Un peu plus tard, il arriva, escorté de Gribelin, chez Mme Dreyfus, qui se retira, le laissant avec Mathieu. Il recommença son discours ; le capitaine était un monstre et un fou, les charges accablantes, il était entré dans la voie des aveux. Mathieu eut l’impression que le fol, c’était ce juge. Il lui tint tête, énergique, de grand sang-froid, attestant l’impossibilité morale d’un tel crime. Du Paty déclamait : « Nulle tâche plus terrible que celle qui lui avait été imposée. Du premier coup d’œil, il avait reconnu l’écriture de l’accusé dans les pièces et lettres anonymes qui prouvaient la trahison. Dès que le crime avait été connu au ministère, tous avaient nommé Dreyfus. » Il évoqua encore une fois ses aïeux.

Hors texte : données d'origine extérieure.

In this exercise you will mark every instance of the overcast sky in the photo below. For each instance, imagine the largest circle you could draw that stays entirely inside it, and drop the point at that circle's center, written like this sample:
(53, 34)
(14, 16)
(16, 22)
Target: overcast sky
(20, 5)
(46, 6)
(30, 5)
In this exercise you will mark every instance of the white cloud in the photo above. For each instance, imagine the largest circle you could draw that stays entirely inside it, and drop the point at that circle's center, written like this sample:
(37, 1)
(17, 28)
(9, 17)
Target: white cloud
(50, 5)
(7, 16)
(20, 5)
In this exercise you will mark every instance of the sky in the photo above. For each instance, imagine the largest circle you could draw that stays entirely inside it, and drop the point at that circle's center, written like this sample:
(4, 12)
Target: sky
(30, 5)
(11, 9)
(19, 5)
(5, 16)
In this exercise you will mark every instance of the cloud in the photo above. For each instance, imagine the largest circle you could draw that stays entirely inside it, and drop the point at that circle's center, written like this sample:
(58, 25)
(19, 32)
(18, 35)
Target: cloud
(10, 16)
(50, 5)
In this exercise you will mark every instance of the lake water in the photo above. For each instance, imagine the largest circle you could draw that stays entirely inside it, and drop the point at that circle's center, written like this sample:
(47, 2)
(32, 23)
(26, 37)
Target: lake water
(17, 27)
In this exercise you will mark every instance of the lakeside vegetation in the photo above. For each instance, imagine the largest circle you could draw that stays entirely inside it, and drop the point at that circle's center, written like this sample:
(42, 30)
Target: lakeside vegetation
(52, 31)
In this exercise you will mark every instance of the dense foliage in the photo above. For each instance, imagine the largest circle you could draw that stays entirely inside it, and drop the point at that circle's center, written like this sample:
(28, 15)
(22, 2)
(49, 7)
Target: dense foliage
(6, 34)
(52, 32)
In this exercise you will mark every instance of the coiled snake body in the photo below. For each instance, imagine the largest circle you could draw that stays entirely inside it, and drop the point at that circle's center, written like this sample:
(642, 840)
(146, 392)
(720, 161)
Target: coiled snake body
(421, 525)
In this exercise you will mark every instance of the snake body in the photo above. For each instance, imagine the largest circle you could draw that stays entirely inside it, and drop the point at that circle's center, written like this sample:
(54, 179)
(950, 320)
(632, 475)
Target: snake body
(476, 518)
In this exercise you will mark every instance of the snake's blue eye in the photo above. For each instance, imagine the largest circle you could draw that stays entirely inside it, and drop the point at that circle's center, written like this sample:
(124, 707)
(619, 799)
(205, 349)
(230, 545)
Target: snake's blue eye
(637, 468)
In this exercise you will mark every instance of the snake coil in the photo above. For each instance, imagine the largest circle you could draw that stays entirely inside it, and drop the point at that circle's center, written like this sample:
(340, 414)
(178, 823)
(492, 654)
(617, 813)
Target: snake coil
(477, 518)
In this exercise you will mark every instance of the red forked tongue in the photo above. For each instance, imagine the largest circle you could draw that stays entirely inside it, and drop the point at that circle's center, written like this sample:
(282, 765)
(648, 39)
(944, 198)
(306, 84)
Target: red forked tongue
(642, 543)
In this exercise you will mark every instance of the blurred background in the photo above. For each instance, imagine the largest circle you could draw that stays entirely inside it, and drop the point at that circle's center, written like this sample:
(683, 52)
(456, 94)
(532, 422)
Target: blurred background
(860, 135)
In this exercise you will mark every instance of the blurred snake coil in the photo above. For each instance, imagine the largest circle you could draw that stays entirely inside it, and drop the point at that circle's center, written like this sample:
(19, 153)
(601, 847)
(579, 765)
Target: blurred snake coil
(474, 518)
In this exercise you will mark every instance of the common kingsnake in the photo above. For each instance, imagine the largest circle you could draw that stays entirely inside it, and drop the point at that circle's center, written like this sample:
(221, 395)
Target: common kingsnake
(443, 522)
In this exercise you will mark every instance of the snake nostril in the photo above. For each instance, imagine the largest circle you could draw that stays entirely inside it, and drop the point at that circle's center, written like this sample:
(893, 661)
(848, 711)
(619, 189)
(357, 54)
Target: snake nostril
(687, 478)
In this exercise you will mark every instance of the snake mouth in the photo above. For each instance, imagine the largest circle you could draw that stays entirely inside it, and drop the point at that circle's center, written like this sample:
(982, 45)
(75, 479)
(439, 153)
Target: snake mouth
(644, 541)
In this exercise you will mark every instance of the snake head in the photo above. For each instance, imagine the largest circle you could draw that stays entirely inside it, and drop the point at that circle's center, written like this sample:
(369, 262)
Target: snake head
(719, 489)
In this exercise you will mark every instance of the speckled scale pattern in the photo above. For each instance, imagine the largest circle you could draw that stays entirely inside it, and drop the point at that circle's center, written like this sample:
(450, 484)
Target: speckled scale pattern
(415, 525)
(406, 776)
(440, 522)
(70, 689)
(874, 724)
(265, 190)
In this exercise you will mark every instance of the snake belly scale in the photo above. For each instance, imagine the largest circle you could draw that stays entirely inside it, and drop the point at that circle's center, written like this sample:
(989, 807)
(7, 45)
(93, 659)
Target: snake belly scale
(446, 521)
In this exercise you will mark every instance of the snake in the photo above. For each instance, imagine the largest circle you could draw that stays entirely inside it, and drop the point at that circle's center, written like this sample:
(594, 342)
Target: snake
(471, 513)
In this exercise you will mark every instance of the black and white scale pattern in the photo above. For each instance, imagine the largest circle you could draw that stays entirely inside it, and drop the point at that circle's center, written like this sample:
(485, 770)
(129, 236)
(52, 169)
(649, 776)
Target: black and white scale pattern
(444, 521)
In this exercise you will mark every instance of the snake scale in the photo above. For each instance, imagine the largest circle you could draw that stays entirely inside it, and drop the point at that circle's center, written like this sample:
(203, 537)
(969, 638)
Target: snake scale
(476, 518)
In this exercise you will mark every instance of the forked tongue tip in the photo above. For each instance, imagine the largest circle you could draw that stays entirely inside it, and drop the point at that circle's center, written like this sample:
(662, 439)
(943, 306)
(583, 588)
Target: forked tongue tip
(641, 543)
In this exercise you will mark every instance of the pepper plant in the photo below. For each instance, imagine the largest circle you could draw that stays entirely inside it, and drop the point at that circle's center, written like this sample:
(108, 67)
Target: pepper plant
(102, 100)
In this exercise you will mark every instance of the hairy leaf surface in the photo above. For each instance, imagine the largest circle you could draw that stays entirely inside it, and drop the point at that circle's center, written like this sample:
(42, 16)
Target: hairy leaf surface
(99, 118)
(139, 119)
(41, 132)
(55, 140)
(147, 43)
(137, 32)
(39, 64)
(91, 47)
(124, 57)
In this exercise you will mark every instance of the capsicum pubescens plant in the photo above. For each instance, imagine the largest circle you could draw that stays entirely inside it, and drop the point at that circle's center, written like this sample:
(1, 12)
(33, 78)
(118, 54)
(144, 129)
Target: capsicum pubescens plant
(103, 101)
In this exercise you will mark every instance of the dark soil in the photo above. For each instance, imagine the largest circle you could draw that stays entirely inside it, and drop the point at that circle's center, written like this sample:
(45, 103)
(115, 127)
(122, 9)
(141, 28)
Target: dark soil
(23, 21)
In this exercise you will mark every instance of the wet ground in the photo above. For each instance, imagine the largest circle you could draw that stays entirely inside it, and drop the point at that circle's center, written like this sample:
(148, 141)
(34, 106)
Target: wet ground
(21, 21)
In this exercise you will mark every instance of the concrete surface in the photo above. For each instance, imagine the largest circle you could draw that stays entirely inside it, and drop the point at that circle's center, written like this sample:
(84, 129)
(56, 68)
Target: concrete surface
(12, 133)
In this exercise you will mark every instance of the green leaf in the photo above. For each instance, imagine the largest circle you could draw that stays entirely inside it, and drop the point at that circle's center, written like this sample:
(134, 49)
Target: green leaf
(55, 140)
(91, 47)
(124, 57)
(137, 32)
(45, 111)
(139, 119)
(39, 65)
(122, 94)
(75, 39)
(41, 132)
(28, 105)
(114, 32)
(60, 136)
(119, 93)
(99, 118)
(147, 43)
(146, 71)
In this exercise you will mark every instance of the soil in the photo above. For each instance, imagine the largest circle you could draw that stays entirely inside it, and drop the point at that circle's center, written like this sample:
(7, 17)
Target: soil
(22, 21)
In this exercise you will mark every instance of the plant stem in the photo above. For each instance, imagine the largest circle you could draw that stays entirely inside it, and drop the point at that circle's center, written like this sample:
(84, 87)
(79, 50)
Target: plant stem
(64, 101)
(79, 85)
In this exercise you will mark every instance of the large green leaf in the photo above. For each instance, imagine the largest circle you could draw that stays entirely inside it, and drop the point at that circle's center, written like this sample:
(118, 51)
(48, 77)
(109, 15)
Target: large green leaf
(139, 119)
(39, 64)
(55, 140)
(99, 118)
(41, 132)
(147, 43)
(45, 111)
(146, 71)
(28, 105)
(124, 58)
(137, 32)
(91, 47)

Mathieu lui fit cette proposition : « Laissez-moi pénétrer auprès de mon frère. Vous réglerez vous-même les conditions de l’épreuve. Je les accepte toutes. Vous assisterez, derrière un rideau, à notre entretien. Pas un mot, pas un geste ne vous échappera. Si, dans une heure de folie, par impossible, il a commis une imprudence, il me dira tout, à moi, à moi seul, et moi-même je lui mettrai le pistolet dans les mains ». Du Paty cria : « Jamais ! jamais ! un mot, un seul, ce serait la guerre, une guerre européenne[1]. »

Et Dreyfus resta muré dans sa cellule, au secret, sans communication avec les siens, déjà hors du monde,

  1. Du Paty rédigea encore un procès-verbal de cette conversation : « Nous lui avons répondu qu’il ne nous appartenait pas de donner cette autorisation, et que nous ne croyions pas qu’il put l’obtenir en plus haut lieu. » Signé : Du Paty, Gribelin, Lucie et Mathieu Dreyfus.